Itu artinya aku tidak perlu lagi datang pagi – pagi untuk menyapu dan mengepel
lantai.
Seiring
dengan posisiku yang membaik. Aku memutuskan pindah kost. Aku merasa kost
Burhan sangat sempit sekali. Barang – barangku bertambah banyak setiap
bulan. Untungnya Burhan tidak merasa
keberatan. Kostku kali ini berkali – kali lipat lebih baik dari sebelumnya.

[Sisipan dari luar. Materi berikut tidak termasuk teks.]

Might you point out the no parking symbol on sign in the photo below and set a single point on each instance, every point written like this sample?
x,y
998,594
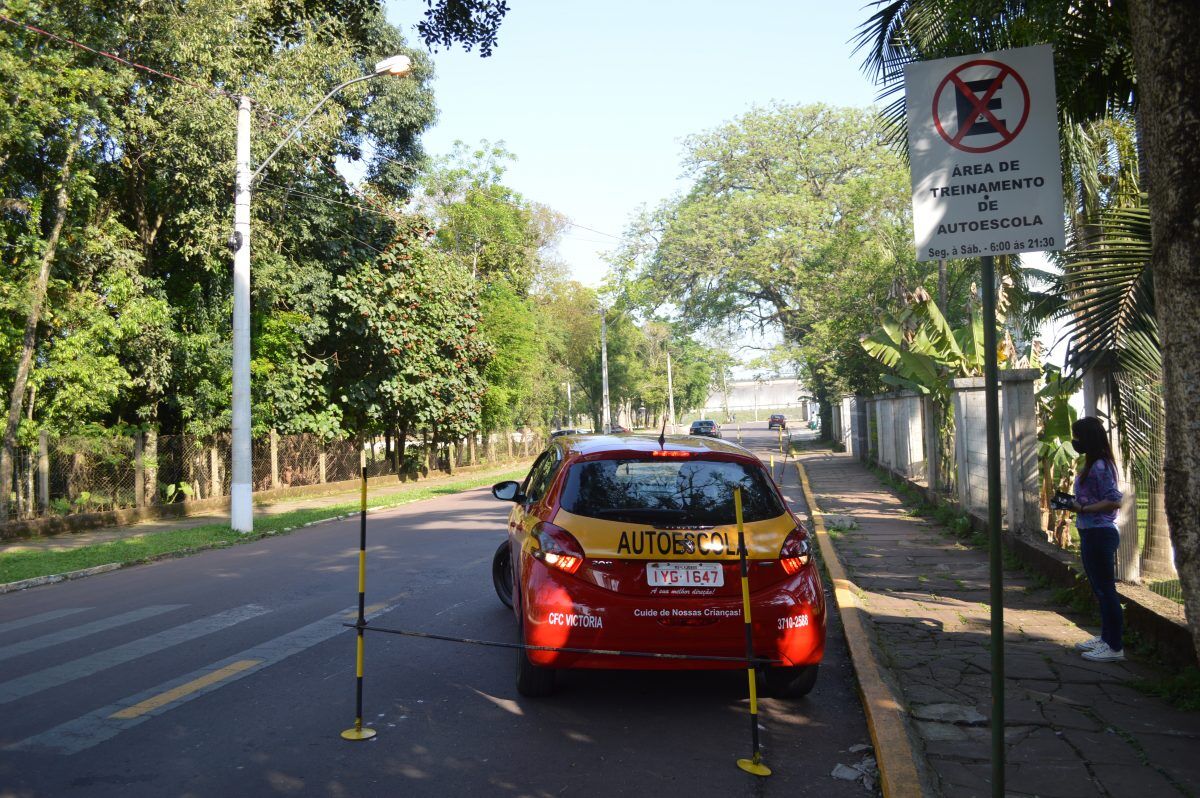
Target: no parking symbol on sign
x,y
983,143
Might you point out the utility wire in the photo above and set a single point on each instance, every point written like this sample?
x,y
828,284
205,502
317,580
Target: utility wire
x,y
114,57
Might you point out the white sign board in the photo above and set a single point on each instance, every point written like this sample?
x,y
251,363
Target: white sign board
x,y
983,144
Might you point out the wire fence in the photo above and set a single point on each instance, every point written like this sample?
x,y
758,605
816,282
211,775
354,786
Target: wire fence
x,y
112,471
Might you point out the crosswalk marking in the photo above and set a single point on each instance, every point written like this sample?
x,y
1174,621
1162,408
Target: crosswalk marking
x,y
83,630
53,677
108,721
183,690
53,615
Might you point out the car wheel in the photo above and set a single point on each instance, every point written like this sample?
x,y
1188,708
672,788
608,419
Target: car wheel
x,y
502,574
790,682
533,682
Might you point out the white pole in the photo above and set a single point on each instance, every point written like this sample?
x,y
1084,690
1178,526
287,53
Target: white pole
x,y
604,369
241,516
670,396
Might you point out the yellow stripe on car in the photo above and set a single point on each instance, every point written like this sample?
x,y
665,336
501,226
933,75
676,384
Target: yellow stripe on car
x,y
624,540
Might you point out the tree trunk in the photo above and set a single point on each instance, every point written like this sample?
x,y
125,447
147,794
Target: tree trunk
x,y
401,441
31,321
1167,53
151,463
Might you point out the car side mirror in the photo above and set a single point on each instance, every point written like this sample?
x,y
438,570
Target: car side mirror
x,y
508,491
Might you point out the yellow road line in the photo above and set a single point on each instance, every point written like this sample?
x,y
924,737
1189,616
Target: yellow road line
x,y
885,712
175,694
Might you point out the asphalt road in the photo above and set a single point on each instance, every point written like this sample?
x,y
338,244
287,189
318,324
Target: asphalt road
x,y
229,673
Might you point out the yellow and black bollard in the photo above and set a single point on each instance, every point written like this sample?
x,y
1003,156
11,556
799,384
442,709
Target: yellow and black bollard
x,y
359,732
754,765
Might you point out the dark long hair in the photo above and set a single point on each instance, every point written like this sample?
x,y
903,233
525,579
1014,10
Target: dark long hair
x,y
1091,433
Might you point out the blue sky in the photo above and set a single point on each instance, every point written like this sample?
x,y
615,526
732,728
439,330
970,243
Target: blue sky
x,y
594,99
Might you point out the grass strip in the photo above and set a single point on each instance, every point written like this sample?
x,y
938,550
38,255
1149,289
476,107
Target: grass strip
x,y
17,565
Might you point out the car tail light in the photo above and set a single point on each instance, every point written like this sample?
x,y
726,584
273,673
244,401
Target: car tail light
x,y
557,547
796,551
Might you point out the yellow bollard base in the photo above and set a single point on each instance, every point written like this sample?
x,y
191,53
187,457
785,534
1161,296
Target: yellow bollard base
x,y
754,767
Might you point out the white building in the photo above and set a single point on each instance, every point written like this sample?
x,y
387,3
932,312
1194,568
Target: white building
x,y
751,399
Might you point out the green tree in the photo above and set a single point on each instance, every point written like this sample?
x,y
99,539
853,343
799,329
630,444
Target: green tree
x,y
412,351
1126,60
793,208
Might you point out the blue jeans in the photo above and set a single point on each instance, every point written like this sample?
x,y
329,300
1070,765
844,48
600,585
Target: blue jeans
x,y
1098,550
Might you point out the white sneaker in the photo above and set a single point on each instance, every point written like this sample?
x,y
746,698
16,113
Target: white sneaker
x,y
1102,653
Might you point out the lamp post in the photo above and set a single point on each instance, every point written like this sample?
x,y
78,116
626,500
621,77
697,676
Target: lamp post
x,y
606,419
241,516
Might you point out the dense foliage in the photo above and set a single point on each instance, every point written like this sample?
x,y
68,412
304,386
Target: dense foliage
x,y
429,299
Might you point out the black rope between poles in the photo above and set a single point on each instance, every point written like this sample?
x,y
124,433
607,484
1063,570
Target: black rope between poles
x,y
492,643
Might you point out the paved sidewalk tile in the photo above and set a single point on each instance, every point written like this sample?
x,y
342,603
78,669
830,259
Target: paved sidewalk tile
x,y
1073,727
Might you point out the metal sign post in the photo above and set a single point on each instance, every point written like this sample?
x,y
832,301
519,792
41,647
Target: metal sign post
x,y
987,180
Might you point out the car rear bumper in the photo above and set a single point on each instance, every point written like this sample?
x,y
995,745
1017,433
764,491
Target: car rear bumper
x,y
561,611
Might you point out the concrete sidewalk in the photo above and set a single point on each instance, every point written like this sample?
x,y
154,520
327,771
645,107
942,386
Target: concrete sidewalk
x,y
285,504
1073,727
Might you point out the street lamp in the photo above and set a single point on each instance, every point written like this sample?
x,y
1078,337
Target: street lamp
x,y
606,418
241,516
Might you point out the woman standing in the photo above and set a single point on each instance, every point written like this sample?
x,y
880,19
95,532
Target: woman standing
x,y
1097,501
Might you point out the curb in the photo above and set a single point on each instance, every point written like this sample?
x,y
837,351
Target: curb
x,y
53,579
885,712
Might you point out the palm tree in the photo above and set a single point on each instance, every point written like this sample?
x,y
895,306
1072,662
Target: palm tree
x,y
1126,59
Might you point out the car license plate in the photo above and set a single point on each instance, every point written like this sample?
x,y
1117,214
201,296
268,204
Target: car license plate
x,y
696,575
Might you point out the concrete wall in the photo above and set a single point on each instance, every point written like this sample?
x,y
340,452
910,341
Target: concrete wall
x,y
899,436
905,436
971,444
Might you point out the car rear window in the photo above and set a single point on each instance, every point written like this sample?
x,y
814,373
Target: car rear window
x,y
669,492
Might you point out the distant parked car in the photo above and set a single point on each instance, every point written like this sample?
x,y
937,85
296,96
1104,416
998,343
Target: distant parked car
x,y
706,427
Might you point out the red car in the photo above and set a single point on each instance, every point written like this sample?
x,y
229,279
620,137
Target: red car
x,y
623,544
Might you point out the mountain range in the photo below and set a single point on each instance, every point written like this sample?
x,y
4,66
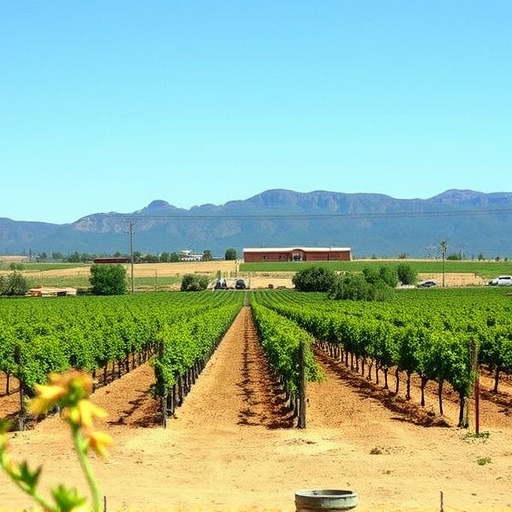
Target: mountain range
x,y
473,224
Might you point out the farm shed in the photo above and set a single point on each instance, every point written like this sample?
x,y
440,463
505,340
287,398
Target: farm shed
x,y
260,254
110,260
51,292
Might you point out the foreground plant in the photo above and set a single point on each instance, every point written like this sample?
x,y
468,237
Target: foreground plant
x,y
70,392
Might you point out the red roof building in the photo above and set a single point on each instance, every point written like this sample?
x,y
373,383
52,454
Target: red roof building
x,y
262,254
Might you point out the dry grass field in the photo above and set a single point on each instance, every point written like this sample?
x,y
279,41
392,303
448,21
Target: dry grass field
x,y
229,270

Kamar mandi, spring bed, kipas angin,
lengkap dengan meja kursi dan televisi. Dan lagi, untuk memenuhi kost baru itu
aku belum bisa lagi mengirim uang rutin ke emak. Hanya sekali ku kirim karena
emak perlu untuk bayar hutang. Setelah itu aku tidak pernah kirim lagi meskipun
emak meminta.
“Mak
harap maklum yah. Aku disini hidup sendiri. Perlu makan, beli baju, jajan, dan
belum yang lain – lain. Kalau aku kurang uang, emak bisa kirim?” Itu hal
terakhir yang aku sampaikan waktu Emak bilang butuh uang. Terkadang aku merasa
kasihan terhadap diriku sendiri. Aku iri dengan teman kantorku yang bisa menggunakan
uang mereka sesuka hati tanpa pertimbangan panjang kirim ke orang tua. Bahkan
kalau gaji mereka habis, dengan cepat orang tua mereka paham dan memberi
tambahan uang. Namun, aku sadar kalau menggerutu bukan solusi untuk orang
sepertiku. Disini aku harus berjuang untuk menjemput kebahagiaanku. Sama sekali
aku tidak bisa bergantung pada emak dan abah.
***
Tepat
hari ini ulang tahunku yang ke 25. Aku mengundang teman – teman kantor untuk
datang ke tempat kostku. Aku memesan banyak pizza dan minuman. Suasana cukup
ramai sekali. Satu – satunya orang yang tidak aku undang datang. Burhan.
“Assalamualaikum…
“ Ucap Burhan berdiri didepan pintu kost. Aku mengangkat alisku sedikit
terkejut.
“Waalaikumsalam..”
Jawabku,
“Sur,
ada pesan dari emak kamu. Kamu baca sekarang yah!” Ujar Burhan lagi. Suaranya
yang lantang membuat teman – teman kantorku terkekeh. Bahkan salah satu teman
kantor yang aku sukai disitu pun tertawa melihat polosnya Burhan. Aku segera
berdiri mendekat dan menggiring Burhan keluar.
“Kamu
bikin malu aku aja sih Han.” Pekikku kesal. Aku berharap mereka tertawa bukan
karena ucapan Burhan melainkan penampilan Burhan yang hanya berkaos oblong
kekecilan, celana pendek, dan sandal jepit.
“Malu
gimana. Kamu coba baca pesan ini!” Burhan menyodorkan HP nya tapi aku tidak
tertarik membaca pesan itu.
“Emak
kamu butuh uang. Katanya kamu tidak pernah kirim uang lagi.” Seru Burhan
kemudian.
“Biarkan
saja. Emak emang selalu begitu. Tapi kamu gak perlu datang kesini juga kan?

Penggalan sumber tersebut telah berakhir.